Tuesday, July 05, 2016
Our Little Sister: film review
Monthly I write a film review for Touchstone (the New Zealand Methodist magazine). Stretching back to 2005, some 100 plus films later, here is the review for July 2016.
Our Little Sister
A film review by Rev Dr Steve Taylor
“Our Little Sister” is a window into rural Japanese culture. It is a politely, heart-warming, albeit slightly surreal alternative, to Japan as industrialised, high-tech and fast-paced.
Three adult sisters share life in the family home. Together they have found a way to live despite being abandoned by their parents: a father who left for another woman and a mother who disappears for fifteen years, crippled by grief.
At their father’s funeral, the three sisters meet their thirteen-year old younger sister for the first time. In the face of shared grief, she joins them in the family home. It sets in motion the facing of an unfolding set of bitter-sweet, until then unexplored, memories.

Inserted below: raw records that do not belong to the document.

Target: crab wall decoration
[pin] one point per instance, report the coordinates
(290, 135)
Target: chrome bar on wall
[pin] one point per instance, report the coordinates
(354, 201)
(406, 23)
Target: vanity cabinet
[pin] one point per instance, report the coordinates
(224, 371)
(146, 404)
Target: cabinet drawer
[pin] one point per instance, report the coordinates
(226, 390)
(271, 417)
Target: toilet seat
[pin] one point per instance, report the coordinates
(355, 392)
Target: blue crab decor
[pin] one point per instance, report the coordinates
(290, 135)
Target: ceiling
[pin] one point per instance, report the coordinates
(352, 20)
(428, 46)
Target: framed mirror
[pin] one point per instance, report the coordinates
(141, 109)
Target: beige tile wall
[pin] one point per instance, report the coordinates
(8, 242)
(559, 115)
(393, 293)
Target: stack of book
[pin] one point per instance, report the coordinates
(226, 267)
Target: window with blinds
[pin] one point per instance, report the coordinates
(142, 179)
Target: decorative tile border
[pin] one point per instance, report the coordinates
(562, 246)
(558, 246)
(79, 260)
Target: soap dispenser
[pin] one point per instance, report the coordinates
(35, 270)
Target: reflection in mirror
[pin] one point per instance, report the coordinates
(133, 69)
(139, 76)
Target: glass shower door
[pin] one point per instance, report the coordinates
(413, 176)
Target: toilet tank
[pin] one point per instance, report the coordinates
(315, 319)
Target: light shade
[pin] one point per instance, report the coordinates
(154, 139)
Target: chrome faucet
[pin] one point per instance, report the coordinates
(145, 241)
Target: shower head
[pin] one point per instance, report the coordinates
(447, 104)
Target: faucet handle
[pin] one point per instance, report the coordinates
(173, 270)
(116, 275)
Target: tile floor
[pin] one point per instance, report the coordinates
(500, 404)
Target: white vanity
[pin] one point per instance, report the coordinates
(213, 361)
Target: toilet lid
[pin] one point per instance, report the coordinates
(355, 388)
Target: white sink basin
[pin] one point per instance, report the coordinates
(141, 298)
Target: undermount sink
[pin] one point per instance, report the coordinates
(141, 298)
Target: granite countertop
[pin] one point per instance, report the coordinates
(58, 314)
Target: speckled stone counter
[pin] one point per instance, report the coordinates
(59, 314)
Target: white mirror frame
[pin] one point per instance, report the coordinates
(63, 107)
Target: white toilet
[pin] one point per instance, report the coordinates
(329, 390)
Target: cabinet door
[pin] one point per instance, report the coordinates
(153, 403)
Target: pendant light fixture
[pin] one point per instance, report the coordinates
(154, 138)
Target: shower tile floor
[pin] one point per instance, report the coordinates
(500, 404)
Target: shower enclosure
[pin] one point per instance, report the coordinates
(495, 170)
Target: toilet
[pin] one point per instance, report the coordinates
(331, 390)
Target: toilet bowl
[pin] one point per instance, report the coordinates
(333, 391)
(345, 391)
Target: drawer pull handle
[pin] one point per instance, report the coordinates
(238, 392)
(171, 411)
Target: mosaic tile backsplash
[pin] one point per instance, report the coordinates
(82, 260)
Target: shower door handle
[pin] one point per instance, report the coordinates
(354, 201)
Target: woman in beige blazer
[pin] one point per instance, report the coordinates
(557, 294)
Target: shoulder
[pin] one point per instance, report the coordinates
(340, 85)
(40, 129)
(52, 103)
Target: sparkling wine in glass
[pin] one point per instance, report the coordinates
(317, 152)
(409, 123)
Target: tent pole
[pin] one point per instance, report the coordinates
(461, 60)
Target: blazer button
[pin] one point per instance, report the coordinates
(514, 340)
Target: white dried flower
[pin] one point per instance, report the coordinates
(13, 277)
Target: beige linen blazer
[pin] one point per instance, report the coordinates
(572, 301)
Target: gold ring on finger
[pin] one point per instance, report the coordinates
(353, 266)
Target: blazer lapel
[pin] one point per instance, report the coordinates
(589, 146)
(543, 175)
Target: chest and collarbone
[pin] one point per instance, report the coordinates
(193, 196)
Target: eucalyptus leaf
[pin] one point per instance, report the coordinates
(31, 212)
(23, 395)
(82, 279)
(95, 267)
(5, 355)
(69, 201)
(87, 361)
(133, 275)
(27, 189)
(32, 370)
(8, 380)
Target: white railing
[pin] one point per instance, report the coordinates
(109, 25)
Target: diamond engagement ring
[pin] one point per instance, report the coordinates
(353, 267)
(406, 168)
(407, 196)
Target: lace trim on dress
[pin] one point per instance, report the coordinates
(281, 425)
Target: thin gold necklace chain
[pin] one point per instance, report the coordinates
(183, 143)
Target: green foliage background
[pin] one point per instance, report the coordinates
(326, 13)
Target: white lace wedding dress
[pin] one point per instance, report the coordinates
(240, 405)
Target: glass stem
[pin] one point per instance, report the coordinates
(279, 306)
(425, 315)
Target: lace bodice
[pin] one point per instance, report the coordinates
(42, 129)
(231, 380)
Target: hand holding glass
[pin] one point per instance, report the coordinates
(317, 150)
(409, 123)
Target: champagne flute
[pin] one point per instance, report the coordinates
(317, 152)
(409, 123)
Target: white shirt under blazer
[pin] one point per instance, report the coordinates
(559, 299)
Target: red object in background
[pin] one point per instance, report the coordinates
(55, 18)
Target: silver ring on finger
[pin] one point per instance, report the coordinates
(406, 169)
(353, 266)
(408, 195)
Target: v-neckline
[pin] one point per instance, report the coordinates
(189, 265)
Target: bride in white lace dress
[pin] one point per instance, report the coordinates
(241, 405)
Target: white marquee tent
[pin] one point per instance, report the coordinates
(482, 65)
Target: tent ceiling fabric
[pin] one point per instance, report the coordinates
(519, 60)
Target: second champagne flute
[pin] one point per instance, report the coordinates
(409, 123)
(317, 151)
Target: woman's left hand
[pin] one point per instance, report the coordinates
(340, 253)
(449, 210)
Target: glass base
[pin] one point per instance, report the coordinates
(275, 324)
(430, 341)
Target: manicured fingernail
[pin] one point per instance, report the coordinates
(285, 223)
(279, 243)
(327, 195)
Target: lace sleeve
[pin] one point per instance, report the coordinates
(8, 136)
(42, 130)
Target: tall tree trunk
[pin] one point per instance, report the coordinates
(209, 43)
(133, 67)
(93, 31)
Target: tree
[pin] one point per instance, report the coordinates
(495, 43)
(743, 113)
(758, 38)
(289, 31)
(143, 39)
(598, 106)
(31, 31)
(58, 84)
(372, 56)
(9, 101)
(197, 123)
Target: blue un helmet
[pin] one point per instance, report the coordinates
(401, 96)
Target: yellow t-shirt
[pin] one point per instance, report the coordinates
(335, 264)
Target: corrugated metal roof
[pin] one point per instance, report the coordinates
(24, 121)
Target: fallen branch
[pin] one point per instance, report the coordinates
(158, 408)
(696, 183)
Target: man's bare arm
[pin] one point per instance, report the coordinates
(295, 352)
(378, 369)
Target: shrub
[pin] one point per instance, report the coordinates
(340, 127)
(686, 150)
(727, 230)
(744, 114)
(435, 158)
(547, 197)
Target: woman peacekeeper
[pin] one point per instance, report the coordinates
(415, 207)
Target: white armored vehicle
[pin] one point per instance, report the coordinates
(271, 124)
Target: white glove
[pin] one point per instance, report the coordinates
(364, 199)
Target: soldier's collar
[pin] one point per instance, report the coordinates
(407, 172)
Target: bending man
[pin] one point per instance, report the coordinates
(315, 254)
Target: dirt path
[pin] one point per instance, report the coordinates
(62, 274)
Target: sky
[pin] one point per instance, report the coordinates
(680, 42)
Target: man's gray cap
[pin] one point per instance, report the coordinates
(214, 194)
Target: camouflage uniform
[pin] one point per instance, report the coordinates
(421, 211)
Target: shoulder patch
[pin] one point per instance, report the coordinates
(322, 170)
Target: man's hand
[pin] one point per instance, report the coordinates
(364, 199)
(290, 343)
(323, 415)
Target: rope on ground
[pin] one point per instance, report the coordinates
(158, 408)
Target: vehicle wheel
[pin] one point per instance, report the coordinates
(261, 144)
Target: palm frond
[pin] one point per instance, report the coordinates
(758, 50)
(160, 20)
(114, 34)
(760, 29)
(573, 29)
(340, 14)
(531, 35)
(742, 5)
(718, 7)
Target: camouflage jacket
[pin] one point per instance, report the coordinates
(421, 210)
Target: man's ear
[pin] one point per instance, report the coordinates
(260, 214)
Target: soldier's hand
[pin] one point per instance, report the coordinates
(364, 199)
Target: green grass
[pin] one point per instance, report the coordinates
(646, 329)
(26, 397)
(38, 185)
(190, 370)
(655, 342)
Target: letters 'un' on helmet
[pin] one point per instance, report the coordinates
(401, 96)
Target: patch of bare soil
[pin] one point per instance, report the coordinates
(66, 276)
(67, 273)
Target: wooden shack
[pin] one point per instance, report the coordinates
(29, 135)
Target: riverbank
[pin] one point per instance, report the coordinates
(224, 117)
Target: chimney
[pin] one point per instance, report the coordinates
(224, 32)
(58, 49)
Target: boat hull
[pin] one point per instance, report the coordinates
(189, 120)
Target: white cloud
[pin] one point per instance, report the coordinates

“Our Little Sister” began life as manga. Manga is comic and cartoon, a Japanese art form read by all ages. It is big business, an industry worth over $5.5 billion dollars. Manga includes more than action and anime. It has spilled into commerce and comedy, history and horror, murder and mystery, sci-fi and fantasy. There is even a Manga Bible, published in 2006 by Next, a non-profit organization. It aims to appeal to those who no longer attend church or find traditional Bible translations less than accessible.
“Our Little Sister” is Josei manga, a genre aimed at women in their late teens and early adulthood. It began life as a monthly serial: “Umimachi Dairy.” Created by Akimi Yoshida, “Umimachi” means Seaside Town in Japanese. It suggests a rural idyll common among industrialised urban dwellers.
The attempt by director Hirokazu Koreeda to turn the episodic nature of monthly serial into a plot arcing over 120 minutes is less than successful. Three patterns of life are introduced. Daily, there is the preparation and consumption of food. Food is a setting for memory making and community building. This involves repeated scenes both at home as the younger sister is slowly woven into domestic life and at the local diner. What emerges is an approach to food not as recipe books and celebrity chefs but as knowledge shared in inter-generational making.
A second pattern is seasonal. The movie is structured around Japanese rural idyll. These include the cherry blossoms of spring, the plum harvest of summer and the capture of white bait in season. These weave further layers in the unfolding of memories.
A third pattern is generational. In “Our Little Sister”, these involve funerals and memorials rather than births and weddings.
Each of these three patterns amplify the dysfunctional distortion at the movies’ heart. Food, seasons and funerals create memories, each of which is distorted by the strangeness of four sisters live in a mono-generational family unit.
Mono-generational makes sense when your manga market involves women in their late teens and early adulthood. But as way of life it ends up becoming a somewhat surreal “seaside” diary.
“Our Little Sister” is well worth the watch. Despite the attention required when reading subtitles, the humour is rich, the characters rewarding and the crossing of cultures endearing, even if slightly surreal.
Rev Dr Steve Taylor is Principal of Knox Centre for Ministry and Leadership, Dunedin. He is the author of Built for change (Mediacom: 2016) and The Out of Bounds Church? (Zondervan: 2005) and writes widely in areas of theology and popular culture, including regularly at www.emergentkiwi.org.nz.